117 I may have tackled the present point on a slightly different tack to which Brereton J approached it. I would agree with Brereton J's finding that the respondent was entitled to consolidate his holdings without council's consent because, contrary to the submissions of Mr Tomasetti, a consolidation is not a subdivision within the meaning of the Environmental Planning and Assessment Act 1979. The submission otherwise ignores the semantic significance of the words "divide" or "division".
118 Accordingly, the decision of Brereton J was in my opinion correct.
119 The appellant lodged an appeal purportedly as of right, and also sought leave to appeal. The basis of the appeal as of right was that the strip was part of a larger piece of land which was worth some millions. However, in my view this is quite irrelevant. The actual strip being fought over is worth under $10,000. There is no appeal as of right.

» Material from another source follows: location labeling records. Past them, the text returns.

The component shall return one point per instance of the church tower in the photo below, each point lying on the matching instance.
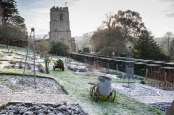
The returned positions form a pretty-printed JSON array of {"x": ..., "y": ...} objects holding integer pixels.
[{"x": 60, "y": 25}]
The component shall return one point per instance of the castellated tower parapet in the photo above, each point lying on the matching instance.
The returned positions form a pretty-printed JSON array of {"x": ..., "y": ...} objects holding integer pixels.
[
  {"x": 60, "y": 9},
  {"x": 60, "y": 25}
]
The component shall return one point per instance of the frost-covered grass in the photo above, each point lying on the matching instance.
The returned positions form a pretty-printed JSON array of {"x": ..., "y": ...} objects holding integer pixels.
[{"x": 77, "y": 86}]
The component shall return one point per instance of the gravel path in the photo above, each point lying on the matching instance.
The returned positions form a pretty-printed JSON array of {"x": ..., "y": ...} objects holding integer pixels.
[{"x": 5, "y": 95}]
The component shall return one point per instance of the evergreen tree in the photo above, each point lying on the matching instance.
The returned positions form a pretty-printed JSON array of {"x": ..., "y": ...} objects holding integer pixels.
[{"x": 13, "y": 27}]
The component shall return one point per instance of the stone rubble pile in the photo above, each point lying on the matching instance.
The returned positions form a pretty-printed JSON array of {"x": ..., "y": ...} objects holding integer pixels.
[{"x": 41, "y": 109}]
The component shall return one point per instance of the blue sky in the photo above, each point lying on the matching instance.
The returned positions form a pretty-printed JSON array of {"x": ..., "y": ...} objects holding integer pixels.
[{"x": 87, "y": 15}]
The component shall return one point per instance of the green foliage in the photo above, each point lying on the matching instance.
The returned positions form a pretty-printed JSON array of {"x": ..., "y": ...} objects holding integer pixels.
[
  {"x": 118, "y": 29},
  {"x": 41, "y": 68},
  {"x": 13, "y": 27},
  {"x": 86, "y": 50},
  {"x": 146, "y": 48},
  {"x": 11, "y": 33},
  {"x": 9, "y": 8},
  {"x": 42, "y": 46},
  {"x": 59, "y": 48},
  {"x": 12, "y": 62}
]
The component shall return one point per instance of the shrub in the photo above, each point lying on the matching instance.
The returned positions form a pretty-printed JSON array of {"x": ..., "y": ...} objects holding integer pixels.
[
  {"x": 12, "y": 62},
  {"x": 41, "y": 68},
  {"x": 59, "y": 48},
  {"x": 28, "y": 65}
]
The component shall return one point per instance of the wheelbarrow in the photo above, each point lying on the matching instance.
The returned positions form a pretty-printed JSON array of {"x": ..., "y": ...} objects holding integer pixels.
[{"x": 102, "y": 88}]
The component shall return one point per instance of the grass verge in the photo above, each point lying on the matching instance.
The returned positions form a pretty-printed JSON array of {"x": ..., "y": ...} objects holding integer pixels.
[{"x": 77, "y": 87}]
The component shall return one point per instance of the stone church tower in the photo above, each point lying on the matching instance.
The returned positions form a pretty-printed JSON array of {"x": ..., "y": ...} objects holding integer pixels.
[{"x": 60, "y": 25}]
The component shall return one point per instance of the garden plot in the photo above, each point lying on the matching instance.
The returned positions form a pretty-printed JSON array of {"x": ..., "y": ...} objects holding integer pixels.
[
  {"x": 159, "y": 98},
  {"x": 86, "y": 70}
]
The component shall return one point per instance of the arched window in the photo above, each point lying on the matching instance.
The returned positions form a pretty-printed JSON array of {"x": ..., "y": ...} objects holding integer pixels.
[{"x": 61, "y": 17}]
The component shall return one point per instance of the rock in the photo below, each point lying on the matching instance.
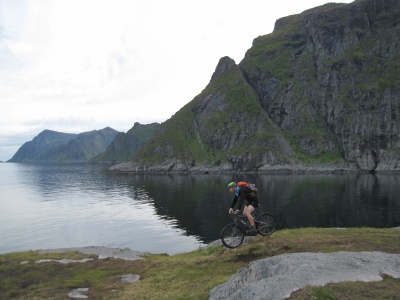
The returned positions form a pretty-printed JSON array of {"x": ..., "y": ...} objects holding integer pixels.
[
  {"x": 130, "y": 278},
  {"x": 102, "y": 252},
  {"x": 77, "y": 293},
  {"x": 277, "y": 277}
]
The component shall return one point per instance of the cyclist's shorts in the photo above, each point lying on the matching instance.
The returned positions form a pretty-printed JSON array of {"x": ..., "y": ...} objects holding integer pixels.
[{"x": 253, "y": 202}]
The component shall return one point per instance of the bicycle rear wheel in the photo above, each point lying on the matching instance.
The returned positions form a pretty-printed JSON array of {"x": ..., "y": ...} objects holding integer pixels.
[
  {"x": 232, "y": 235},
  {"x": 265, "y": 224}
]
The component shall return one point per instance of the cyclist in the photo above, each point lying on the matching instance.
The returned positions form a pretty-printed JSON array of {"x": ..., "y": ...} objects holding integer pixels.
[{"x": 243, "y": 193}]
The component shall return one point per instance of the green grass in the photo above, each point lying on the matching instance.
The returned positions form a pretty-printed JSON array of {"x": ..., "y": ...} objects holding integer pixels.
[{"x": 191, "y": 275}]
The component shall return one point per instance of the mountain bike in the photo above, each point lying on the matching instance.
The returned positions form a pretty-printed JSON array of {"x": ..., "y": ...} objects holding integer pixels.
[{"x": 232, "y": 235}]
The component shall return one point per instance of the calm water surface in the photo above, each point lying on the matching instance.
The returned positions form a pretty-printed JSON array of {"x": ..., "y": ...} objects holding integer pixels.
[{"x": 50, "y": 206}]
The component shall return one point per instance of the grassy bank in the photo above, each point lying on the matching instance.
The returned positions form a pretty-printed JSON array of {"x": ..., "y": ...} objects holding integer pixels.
[{"x": 191, "y": 275}]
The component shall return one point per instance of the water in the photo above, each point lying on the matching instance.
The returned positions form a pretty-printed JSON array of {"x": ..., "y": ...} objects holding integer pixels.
[{"x": 46, "y": 206}]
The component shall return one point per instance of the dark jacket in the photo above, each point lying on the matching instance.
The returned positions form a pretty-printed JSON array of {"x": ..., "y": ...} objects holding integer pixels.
[{"x": 242, "y": 193}]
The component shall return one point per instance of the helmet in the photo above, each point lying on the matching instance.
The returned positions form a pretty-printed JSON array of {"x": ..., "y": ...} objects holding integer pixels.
[{"x": 231, "y": 184}]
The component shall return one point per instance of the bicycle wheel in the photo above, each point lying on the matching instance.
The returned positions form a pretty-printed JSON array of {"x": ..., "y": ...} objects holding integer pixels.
[
  {"x": 232, "y": 236},
  {"x": 265, "y": 224}
]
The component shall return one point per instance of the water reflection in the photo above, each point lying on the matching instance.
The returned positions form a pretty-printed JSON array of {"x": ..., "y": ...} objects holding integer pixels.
[{"x": 75, "y": 205}]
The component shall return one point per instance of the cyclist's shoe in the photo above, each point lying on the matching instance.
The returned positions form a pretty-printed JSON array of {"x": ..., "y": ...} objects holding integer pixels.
[{"x": 252, "y": 229}]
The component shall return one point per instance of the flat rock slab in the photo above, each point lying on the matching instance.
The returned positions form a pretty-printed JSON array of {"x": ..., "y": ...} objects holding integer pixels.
[
  {"x": 102, "y": 252},
  {"x": 277, "y": 277}
]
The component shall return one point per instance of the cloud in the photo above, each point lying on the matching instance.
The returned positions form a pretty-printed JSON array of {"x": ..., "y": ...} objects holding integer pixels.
[{"x": 80, "y": 65}]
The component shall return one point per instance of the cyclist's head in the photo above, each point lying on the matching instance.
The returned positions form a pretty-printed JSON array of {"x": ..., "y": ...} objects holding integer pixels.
[{"x": 232, "y": 185}]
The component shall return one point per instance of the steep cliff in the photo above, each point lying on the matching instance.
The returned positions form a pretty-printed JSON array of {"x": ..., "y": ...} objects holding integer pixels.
[{"x": 322, "y": 92}]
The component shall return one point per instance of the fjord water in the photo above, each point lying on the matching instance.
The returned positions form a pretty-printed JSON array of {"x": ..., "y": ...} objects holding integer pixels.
[{"x": 45, "y": 206}]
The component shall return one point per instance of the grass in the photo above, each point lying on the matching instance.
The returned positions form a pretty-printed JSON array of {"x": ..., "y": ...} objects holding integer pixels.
[{"x": 191, "y": 275}]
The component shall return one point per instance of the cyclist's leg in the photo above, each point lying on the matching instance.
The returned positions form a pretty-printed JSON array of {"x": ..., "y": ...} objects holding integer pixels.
[{"x": 248, "y": 209}]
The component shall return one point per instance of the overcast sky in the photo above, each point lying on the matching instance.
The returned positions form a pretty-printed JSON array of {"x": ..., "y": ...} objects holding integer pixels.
[{"x": 80, "y": 65}]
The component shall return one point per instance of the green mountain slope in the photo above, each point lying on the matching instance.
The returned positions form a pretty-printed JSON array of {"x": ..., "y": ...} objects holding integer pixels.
[
  {"x": 319, "y": 93},
  {"x": 126, "y": 145}
]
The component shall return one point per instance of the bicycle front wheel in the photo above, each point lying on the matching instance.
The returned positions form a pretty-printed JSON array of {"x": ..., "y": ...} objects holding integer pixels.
[
  {"x": 232, "y": 236},
  {"x": 265, "y": 224}
]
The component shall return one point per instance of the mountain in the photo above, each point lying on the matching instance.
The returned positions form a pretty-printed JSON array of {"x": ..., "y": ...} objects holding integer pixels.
[
  {"x": 43, "y": 145},
  {"x": 51, "y": 146},
  {"x": 321, "y": 92},
  {"x": 126, "y": 145}
]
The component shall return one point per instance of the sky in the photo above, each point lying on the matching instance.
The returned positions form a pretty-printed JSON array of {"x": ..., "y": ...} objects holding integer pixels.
[{"x": 80, "y": 65}]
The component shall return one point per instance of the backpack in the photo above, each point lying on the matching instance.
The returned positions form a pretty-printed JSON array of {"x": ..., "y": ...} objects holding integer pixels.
[{"x": 250, "y": 186}]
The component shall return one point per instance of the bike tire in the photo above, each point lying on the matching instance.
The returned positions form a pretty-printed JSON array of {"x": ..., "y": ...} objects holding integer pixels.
[
  {"x": 265, "y": 224},
  {"x": 232, "y": 236}
]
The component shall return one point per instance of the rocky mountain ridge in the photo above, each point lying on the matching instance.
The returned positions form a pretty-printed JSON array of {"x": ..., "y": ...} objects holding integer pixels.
[
  {"x": 320, "y": 93},
  {"x": 53, "y": 146}
]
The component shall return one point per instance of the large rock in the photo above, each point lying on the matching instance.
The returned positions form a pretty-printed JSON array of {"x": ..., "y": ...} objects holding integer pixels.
[{"x": 277, "y": 277}]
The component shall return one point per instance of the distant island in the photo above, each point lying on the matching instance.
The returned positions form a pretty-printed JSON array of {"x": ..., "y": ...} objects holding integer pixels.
[{"x": 318, "y": 94}]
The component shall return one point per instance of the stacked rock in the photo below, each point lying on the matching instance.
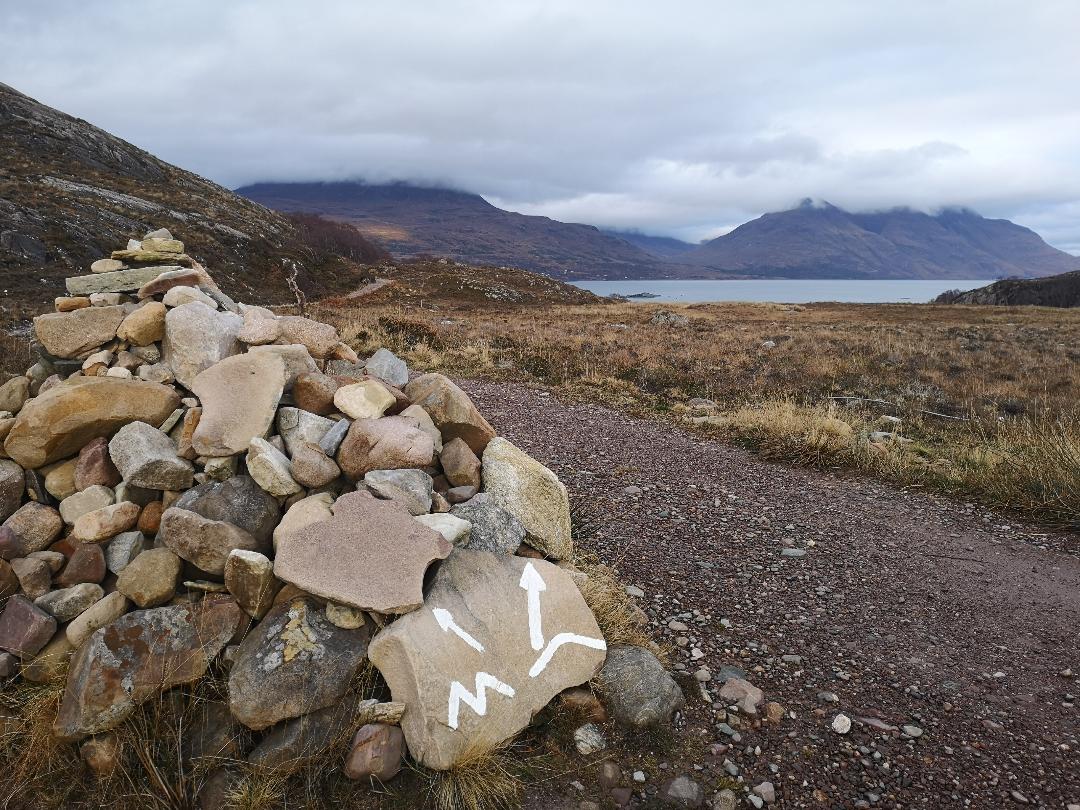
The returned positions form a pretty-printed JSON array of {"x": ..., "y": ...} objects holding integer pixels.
[{"x": 188, "y": 482}]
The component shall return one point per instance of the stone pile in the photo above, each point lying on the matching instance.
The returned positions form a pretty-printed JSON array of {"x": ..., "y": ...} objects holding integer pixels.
[{"x": 190, "y": 485}]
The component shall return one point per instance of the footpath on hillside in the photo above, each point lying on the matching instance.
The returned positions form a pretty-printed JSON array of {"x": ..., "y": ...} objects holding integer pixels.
[{"x": 923, "y": 649}]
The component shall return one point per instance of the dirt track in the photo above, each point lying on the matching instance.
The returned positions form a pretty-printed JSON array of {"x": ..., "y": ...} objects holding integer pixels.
[{"x": 910, "y": 609}]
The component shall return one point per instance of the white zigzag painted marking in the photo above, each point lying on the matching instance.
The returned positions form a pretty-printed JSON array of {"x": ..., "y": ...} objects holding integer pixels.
[
  {"x": 476, "y": 702},
  {"x": 554, "y": 644}
]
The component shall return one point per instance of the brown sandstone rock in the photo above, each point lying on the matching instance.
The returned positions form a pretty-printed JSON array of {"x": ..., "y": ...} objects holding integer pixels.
[
  {"x": 390, "y": 443},
  {"x": 336, "y": 558},
  {"x": 377, "y": 751},
  {"x": 149, "y": 580},
  {"x": 450, "y": 409},
  {"x": 106, "y": 523},
  {"x": 94, "y": 467},
  {"x": 496, "y": 639},
  {"x": 145, "y": 325},
  {"x": 532, "y": 494},
  {"x": 69, "y": 335},
  {"x": 240, "y": 399},
  {"x": 57, "y": 423},
  {"x": 35, "y": 527},
  {"x": 204, "y": 543},
  {"x": 131, "y": 660},
  {"x": 248, "y": 576},
  {"x": 25, "y": 629}
]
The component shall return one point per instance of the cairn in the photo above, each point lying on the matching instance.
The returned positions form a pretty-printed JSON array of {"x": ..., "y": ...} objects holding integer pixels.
[{"x": 189, "y": 484}]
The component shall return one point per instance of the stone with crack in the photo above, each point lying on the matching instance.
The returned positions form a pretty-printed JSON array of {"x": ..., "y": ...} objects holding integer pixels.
[
  {"x": 133, "y": 659},
  {"x": 294, "y": 662},
  {"x": 336, "y": 558},
  {"x": 496, "y": 639}
]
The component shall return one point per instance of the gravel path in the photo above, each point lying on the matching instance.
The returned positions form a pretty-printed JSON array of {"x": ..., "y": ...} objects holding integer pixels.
[{"x": 953, "y": 628}]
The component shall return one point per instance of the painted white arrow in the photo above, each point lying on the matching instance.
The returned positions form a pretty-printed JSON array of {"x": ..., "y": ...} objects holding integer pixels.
[
  {"x": 477, "y": 701},
  {"x": 534, "y": 583},
  {"x": 445, "y": 620}
]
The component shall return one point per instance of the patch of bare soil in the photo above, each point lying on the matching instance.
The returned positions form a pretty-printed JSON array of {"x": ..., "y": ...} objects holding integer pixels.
[{"x": 946, "y": 633}]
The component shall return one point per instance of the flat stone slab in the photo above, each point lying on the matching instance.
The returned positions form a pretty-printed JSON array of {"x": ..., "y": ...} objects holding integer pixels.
[
  {"x": 138, "y": 656},
  {"x": 497, "y": 638},
  {"x": 118, "y": 281},
  {"x": 370, "y": 555}
]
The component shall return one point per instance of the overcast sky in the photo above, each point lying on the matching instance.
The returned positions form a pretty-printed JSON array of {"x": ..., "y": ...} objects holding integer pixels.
[{"x": 674, "y": 118}]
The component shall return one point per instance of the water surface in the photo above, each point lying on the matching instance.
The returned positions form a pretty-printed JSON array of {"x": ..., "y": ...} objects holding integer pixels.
[{"x": 784, "y": 291}]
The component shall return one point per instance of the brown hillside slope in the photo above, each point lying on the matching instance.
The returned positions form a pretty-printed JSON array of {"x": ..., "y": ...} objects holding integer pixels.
[{"x": 69, "y": 192}]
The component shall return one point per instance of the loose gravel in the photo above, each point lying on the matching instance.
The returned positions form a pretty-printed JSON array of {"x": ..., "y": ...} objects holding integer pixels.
[{"x": 946, "y": 633}]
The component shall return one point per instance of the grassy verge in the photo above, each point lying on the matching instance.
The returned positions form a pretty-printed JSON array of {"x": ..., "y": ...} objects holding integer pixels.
[{"x": 988, "y": 399}]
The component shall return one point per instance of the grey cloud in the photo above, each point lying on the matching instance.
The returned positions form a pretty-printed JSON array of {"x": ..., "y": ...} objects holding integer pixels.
[{"x": 684, "y": 119}]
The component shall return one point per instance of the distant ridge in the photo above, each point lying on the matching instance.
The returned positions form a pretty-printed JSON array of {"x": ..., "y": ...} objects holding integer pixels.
[
  {"x": 1054, "y": 291},
  {"x": 825, "y": 242},
  {"x": 811, "y": 241},
  {"x": 412, "y": 220}
]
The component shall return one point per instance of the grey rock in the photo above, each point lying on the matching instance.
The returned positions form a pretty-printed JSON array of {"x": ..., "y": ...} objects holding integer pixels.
[
  {"x": 332, "y": 440},
  {"x": 638, "y": 691},
  {"x": 147, "y": 458},
  {"x": 122, "y": 550},
  {"x": 494, "y": 527},
  {"x": 412, "y": 488},
  {"x": 388, "y": 366},
  {"x": 238, "y": 500},
  {"x": 293, "y": 663}
]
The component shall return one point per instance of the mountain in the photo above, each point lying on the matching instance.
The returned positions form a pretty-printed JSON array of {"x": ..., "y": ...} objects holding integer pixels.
[
  {"x": 70, "y": 192},
  {"x": 662, "y": 247},
  {"x": 824, "y": 242},
  {"x": 413, "y": 220},
  {"x": 1054, "y": 291}
]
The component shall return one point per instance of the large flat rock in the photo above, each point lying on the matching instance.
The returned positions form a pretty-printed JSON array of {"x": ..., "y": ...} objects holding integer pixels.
[
  {"x": 118, "y": 281},
  {"x": 139, "y": 655},
  {"x": 76, "y": 334},
  {"x": 496, "y": 639},
  {"x": 58, "y": 422},
  {"x": 370, "y": 554}
]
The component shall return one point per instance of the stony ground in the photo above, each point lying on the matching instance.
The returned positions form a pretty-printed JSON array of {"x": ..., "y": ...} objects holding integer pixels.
[{"x": 945, "y": 632}]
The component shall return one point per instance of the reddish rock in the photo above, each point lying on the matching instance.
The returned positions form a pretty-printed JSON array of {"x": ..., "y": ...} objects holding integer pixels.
[
  {"x": 35, "y": 576},
  {"x": 86, "y": 565},
  {"x": 377, "y": 751},
  {"x": 25, "y": 629},
  {"x": 9, "y": 582},
  {"x": 95, "y": 466},
  {"x": 391, "y": 443},
  {"x": 136, "y": 657},
  {"x": 149, "y": 518}
]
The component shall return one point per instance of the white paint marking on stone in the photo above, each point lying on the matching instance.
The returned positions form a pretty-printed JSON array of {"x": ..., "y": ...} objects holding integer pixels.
[
  {"x": 534, "y": 584},
  {"x": 554, "y": 644},
  {"x": 445, "y": 620},
  {"x": 476, "y": 702}
]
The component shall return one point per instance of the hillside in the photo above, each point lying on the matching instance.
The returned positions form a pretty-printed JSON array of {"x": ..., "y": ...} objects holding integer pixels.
[
  {"x": 70, "y": 191},
  {"x": 413, "y": 220},
  {"x": 1055, "y": 291},
  {"x": 662, "y": 247},
  {"x": 824, "y": 241}
]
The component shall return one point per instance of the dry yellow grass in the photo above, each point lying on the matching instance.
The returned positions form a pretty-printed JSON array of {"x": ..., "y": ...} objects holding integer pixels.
[{"x": 1009, "y": 377}]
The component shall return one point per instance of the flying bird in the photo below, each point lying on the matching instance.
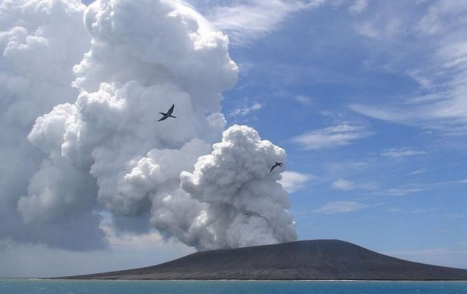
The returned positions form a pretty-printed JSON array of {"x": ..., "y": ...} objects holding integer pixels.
[
  {"x": 276, "y": 165},
  {"x": 168, "y": 114}
]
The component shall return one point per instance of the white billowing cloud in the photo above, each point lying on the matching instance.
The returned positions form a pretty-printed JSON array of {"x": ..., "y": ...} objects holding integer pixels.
[
  {"x": 331, "y": 137},
  {"x": 40, "y": 42},
  {"x": 402, "y": 152},
  {"x": 340, "y": 207},
  {"x": 293, "y": 181},
  {"x": 107, "y": 151},
  {"x": 111, "y": 136},
  {"x": 245, "y": 203}
]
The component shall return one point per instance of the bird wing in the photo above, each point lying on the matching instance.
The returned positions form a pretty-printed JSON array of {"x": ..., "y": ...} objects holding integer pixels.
[
  {"x": 273, "y": 167},
  {"x": 171, "y": 109}
]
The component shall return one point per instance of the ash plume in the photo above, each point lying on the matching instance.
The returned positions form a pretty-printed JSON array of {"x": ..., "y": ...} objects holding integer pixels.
[{"x": 101, "y": 147}]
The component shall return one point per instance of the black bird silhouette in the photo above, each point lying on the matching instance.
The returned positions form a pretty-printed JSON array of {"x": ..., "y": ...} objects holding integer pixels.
[
  {"x": 276, "y": 165},
  {"x": 168, "y": 114}
]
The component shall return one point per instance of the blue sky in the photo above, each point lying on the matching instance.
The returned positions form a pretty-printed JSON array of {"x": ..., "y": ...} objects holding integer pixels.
[
  {"x": 368, "y": 98},
  {"x": 362, "y": 97}
]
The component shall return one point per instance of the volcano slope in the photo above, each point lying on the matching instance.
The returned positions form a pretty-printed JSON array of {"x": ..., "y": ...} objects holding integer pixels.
[{"x": 301, "y": 260}]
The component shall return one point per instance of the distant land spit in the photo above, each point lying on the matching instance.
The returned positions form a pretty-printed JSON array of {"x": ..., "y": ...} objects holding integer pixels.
[{"x": 301, "y": 260}]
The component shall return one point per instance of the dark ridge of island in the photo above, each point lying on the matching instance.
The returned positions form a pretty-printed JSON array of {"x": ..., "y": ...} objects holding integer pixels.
[{"x": 301, "y": 260}]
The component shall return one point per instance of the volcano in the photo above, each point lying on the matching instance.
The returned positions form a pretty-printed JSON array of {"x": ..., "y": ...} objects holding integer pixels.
[{"x": 301, "y": 260}]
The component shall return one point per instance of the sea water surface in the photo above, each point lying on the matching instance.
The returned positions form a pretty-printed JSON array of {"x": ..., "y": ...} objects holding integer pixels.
[{"x": 227, "y": 287}]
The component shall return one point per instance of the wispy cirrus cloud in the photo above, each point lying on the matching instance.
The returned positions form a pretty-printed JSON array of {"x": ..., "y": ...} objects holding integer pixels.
[
  {"x": 293, "y": 181},
  {"x": 402, "y": 152},
  {"x": 244, "y": 111},
  {"x": 358, "y": 7},
  {"x": 340, "y": 207},
  {"x": 332, "y": 137},
  {"x": 440, "y": 68},
  {"x": 247, "y": 20},
  {"x": 346, "y": 185}
]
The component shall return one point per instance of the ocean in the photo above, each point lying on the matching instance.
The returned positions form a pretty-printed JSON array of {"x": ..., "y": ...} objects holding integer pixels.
[{"x": 227, "y": 287}]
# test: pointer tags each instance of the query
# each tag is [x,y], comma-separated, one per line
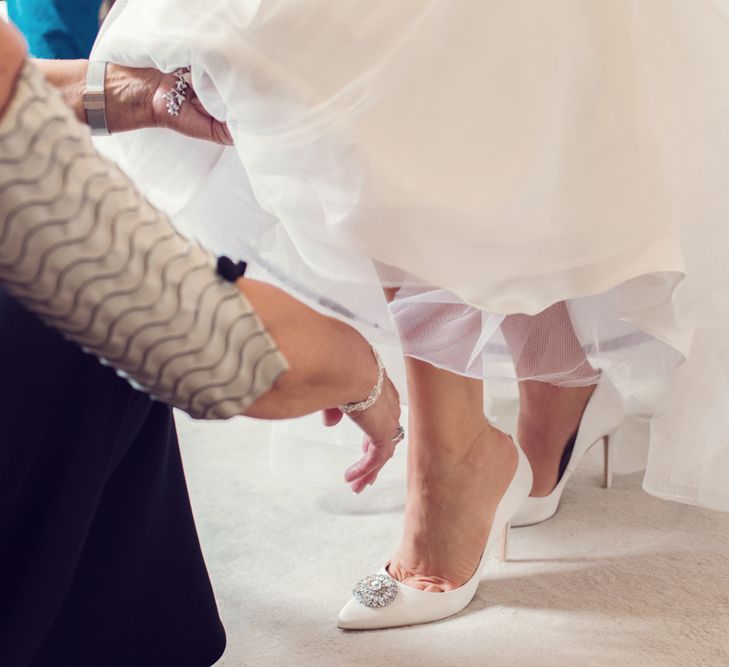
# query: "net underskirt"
[547,183]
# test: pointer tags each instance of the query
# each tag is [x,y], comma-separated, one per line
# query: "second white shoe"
[378,601]
[603,413]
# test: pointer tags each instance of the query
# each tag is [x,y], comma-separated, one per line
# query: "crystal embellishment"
[375,591]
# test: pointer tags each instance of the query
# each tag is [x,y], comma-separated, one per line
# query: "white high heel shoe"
[378,601]
[603,413]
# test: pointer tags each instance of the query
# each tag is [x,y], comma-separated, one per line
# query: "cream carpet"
[616,578]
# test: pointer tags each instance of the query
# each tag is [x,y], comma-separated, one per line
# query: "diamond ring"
[177,96]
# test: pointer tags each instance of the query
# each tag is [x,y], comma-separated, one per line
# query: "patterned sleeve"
[81,248]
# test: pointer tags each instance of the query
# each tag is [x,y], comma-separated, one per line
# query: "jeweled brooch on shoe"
[377,590]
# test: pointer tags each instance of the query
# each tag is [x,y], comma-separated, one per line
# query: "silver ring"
[177,96]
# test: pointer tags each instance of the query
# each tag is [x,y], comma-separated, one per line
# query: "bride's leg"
[545,346]
[459,467]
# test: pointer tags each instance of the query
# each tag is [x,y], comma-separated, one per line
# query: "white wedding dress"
[491,158]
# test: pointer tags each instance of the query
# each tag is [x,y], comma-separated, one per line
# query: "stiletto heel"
[603,413]
[607,480]
[504,544]
[379,601]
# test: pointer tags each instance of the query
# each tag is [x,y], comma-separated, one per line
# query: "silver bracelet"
[94,98]
[368,402]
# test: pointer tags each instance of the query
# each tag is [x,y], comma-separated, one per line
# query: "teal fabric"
[57,28]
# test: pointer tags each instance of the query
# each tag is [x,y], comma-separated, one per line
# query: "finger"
[374,458]
[331,416]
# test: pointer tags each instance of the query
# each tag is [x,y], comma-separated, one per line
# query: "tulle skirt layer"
[545,182]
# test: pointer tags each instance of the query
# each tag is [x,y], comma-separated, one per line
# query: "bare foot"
[451,501]
[548,418]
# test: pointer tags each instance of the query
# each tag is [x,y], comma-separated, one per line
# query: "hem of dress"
[687,496]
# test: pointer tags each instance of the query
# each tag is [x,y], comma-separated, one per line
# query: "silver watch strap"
[95,98]
[81,248]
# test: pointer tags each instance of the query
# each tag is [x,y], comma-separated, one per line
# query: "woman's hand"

120 Because I was fully in agreement with the decision given by Brereton J, I hesitate before giving leave to appeal. However, on consideration, there were some points raised which needed closer consideration than would normally happen on an application for leave to appeal.
121 Accordingly, in my view, leave to appeal should be given. A proper notice of appeal must be filed within 7 days of this decision in the form of the draft notice in the White Book. The appeal should be dismissed and the appellant should pay the costs of the appeal.